Thanks, Carl, for preparing a fascinating site and for allowing students to provide their own commentary on these advertisements. As a historian of medicine, and pharmacy in particular, this ad especially interests me. Maia is correct that medicine made some advances during the Scientific Revolution, along with better known astronomy and physics, but we shouldn’t overestimate those advances. Yes, William Harvey and others made important discoveries about the circulation of the blood that challenged Hippocratic-Galenic physiology, but Galen’s teachings on the four humors and medieval European and Arabic theories about the use of drugs to manipulate those humors persisted well into the 19th century in Europe and America. The medical schools of Philadelphia continued to teach Galenic “material medica” (pharmacology) into the 1840s.
This ad of 1766 shows that purveyors of medicines still valued “galenical” knowledge and assumed their customers would as well. And here, “galenical” probably refers only to the plant-based medicines, which were typical of Mediterranean and Western pharmacy: “Nutmegs, cloves, mace, cinnamon…” Though they sound exotic (or like a Thanksgiving dessert), Arabic and European pharmacists had used these spices as medicines since the 11th century, and every good apothecary would be expected to have them stocked.

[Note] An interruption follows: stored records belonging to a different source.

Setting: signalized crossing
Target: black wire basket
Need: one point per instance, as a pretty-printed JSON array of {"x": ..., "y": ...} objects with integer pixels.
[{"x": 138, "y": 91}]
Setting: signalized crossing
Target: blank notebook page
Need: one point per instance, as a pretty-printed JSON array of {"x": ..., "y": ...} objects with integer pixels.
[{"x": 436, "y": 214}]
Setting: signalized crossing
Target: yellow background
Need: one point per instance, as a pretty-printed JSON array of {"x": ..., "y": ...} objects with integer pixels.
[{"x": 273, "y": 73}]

What is new (or at least post-medieval) about this ad is the claim to “chymical” medicines: this term refers most likely only to those listed medicines of a geological or chemical nature: “copperas, allum, brimstone…” It was only in the 16th century that European pharmacists, most famously Paracelsus, pioneered the use of minerals in medicine and laid the foundations for modern chemistry. However, we shouldn’t assume too much modernity by the use of this word “chymical”, since it is essentially the same word as “alchemical” and the two were used interchangeably until the 19th century, when “chemistry” came to be seen as modern, and “alchemy” as outdated.

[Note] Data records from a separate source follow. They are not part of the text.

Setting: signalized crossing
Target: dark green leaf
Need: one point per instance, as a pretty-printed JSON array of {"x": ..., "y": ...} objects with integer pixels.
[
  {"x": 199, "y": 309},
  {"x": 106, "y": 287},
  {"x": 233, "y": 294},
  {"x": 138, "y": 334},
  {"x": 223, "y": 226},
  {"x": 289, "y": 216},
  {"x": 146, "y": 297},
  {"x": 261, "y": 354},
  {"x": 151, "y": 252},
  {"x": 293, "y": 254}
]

On the whole, this list of botanical and minerals medicines seems outdated by 1766, when Europeans and American colonists were turning increasingly to “indigenous and African knowledge”, as Kathleen Murphy demonstrates. Among the most famous products of this new (to Europeans) knowledge was quinine, derived from the Central American cinchona, and used to treat malaria to this day. One of the most important contributions of the Scientific Revolution and Enlightenment, at least as I’ve taught it to Maia, is the construction of an attitude of openness to new ideas and products, and to the possibility that non-European societies (or at least non-Western places) have something to add to the sum of knowledge beyond what Europeans had inherited from Antiquity and the Middle Ages.